Pourtant, la Grande-Bretagne perdure. L'économie ne s'est pas effondrée. La vie continue. Le ciel n'est pas tombé, comme les partisans du Brexit le notent à juste titre, mais les hautes terres ensoleillées ne se sont pas non plus matérialisées. Ce qui est arrivé à la place était quelque chose de plus banal et plus permanent : un pays légèrement plus pauvre, légèrement moins influent, légèrement plus isolé qu'il ne l'était. La question est de savoir si ce compromis en valait la peine, et pour qui. Pour le Londonien qui a perdu un emploi dans la finance, ou le constructeur qui ne trouve pas assez de travailleurs, ou l'exportateur qui navigue dans de nouveaux formulaires douaniers, la réponse est probablement non. Pour l'électeur qui a priorisé le contrôle de l'immigration au-dessus de la croissance économique, la réponse peut être oui.
L'économie ne peut pas arbitrer ce débat.

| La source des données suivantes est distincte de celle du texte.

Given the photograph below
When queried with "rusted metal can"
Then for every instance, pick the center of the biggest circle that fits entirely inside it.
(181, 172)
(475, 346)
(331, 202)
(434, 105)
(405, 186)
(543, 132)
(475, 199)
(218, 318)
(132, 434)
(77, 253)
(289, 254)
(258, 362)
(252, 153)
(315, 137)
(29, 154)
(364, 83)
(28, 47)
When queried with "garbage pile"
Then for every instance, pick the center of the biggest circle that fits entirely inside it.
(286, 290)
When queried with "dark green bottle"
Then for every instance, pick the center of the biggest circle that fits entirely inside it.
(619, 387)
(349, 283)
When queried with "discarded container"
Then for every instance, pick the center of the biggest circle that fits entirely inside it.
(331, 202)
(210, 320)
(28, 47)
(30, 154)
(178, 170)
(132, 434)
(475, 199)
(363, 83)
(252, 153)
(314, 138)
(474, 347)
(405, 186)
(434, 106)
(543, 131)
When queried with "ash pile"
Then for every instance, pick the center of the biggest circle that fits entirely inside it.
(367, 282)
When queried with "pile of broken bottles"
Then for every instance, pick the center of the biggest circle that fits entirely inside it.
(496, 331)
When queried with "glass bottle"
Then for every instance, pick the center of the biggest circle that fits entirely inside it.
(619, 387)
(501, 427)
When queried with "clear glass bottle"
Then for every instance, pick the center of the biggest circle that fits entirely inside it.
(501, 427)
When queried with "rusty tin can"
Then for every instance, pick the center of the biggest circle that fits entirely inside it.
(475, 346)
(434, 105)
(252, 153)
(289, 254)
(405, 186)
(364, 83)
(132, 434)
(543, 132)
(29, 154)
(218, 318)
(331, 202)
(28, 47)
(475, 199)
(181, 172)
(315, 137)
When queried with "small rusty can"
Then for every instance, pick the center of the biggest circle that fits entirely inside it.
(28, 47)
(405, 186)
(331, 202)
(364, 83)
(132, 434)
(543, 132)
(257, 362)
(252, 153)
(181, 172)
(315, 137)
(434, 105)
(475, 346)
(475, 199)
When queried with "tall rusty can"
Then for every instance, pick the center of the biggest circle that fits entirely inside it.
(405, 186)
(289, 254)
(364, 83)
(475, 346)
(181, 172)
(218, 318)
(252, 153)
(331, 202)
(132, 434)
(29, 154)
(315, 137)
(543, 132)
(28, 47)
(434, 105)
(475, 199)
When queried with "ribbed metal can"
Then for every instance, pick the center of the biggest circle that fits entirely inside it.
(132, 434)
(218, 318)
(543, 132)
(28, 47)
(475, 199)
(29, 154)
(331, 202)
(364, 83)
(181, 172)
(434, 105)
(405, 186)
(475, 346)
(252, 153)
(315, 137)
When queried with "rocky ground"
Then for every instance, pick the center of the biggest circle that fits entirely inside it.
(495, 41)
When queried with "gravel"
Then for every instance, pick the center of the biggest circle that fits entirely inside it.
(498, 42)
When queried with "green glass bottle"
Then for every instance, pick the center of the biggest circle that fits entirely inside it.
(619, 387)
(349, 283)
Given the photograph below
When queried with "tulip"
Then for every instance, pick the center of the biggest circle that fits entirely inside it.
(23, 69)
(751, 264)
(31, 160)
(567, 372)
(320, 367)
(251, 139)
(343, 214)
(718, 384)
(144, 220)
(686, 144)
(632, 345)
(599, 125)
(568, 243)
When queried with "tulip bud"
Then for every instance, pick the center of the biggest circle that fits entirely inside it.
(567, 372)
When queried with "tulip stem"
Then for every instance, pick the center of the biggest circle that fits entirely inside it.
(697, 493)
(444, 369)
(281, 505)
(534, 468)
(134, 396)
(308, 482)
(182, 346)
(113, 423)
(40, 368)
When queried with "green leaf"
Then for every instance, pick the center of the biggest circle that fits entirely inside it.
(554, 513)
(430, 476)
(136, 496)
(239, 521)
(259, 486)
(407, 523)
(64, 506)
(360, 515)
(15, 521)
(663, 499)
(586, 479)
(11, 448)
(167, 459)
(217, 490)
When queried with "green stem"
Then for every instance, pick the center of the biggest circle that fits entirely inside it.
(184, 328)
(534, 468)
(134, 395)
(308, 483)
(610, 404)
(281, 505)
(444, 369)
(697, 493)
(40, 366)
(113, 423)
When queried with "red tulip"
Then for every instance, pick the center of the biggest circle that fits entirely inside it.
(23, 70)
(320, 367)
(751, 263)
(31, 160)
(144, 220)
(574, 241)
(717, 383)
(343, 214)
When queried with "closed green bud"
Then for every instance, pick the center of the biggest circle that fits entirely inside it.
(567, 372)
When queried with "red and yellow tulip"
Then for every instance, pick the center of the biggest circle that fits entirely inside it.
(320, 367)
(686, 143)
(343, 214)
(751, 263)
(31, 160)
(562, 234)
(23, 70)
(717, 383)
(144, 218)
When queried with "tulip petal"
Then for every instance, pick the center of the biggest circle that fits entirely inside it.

Elle ne peut que compter le coût. Et le coût, sept ans plus tard, est de 50 milliards de livres et continue d'augmenter — un chiffre suffisamment important pour compter, suffisamment diffus pour être nié, et suffisamment permanent pour remodeler la Grande-Bretagne pour une génération. À Rosslare, les poids lourds font la queue. À Amsterdam, les actions s'échangent. À Londres, les bureaux sont pleins mais plus silencieux, les transactions plus petites, le centre de gravité se déplaçant vers l'est à travers une Manche qui semblait autrefois plus étroite qu'elle ne l'est maintenant. C'est le Brexit : ni une catastrophe, ni un triomphe, mais une réorganisation — coûteuse, irréversible, et toujours en cours.